Public sectors enterprises in the domains of Railways, Defence, Coal, Isro, Atomic Energy, Banks, Insurance, Oil, etc, are under the process of privatisation. The Railway Board issued an order that there will not be any recruitment in the Railways in future. All the labour laws are being tinkered in favour of private corporates. It will not be surprising if the government put the public sector employees and workers who protest against the policies of the government behind bars labelling them as anti-nationals or traitors.

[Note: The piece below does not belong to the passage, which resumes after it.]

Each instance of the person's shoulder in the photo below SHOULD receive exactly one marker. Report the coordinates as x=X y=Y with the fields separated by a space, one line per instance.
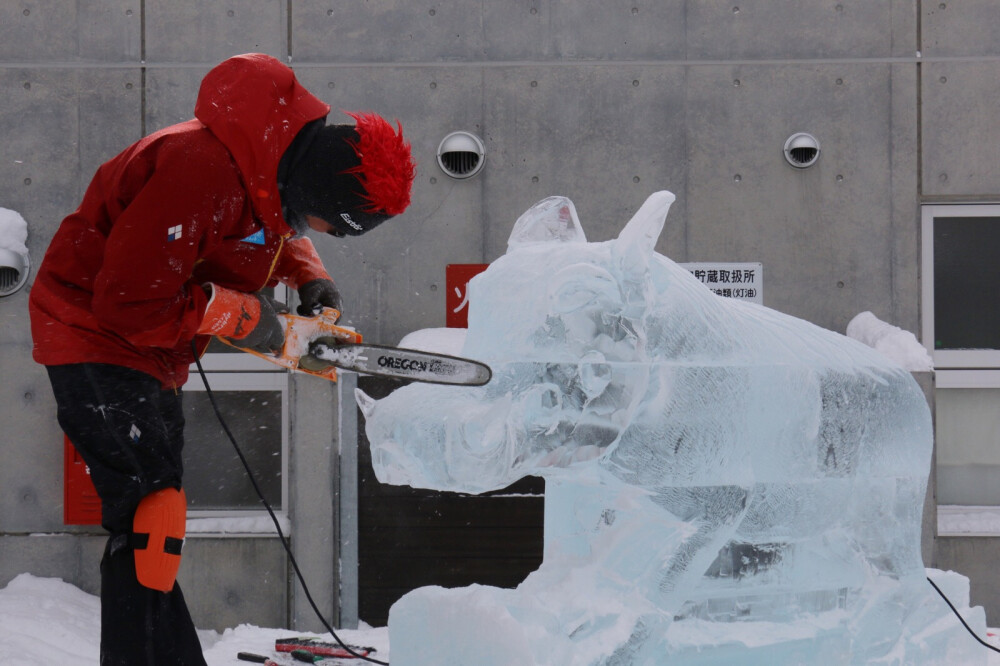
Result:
x=192 y=153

Modi said while addressing over 300 members of the US-India Business Council in October 2014 that “it’s not the government’s business to run a business”. He also said in the same meeting: “I am business-minded and so I know that no businessman is a donor, he’s not here for charity. A businessman has to make profits on his investment; he must get a return for his investment. I am in favour of that.” However, a businessman is a good donor at the time of elections. If we look at the Election Commission’s chart of donation to political parties by the top business houses, we will find the BJP at the top.
Corporate Freebies
In the combined five-and-a-half years of the Modi-led Bharatiya Janata Party (BJP) rule since 2014, Rs 5.76 lakh crore worth of corporate freebies had been announced. The ostensible reason behind these moves is that Corporate India needs help in these difficult times and helping them will serve the national interest. Such help in the form of tax concessions would boost their activities, give them a better opportunity to expand, and thus help employment, goes the argument. However, nothing of the sort has happened.
Massive concessions were given to corporate houses over the past few years – yet the country has steadily slid from slowdown to acute crisis today. The lesson is clear: spend money on the people, not on corporates, and it will automatically provide a stimulus to the whole economy. If you do not do that, you are fattening the coffers of the super rich.
The changing narrative on patriotism and national interest for political advantage is also in itself a challenge to our democracy.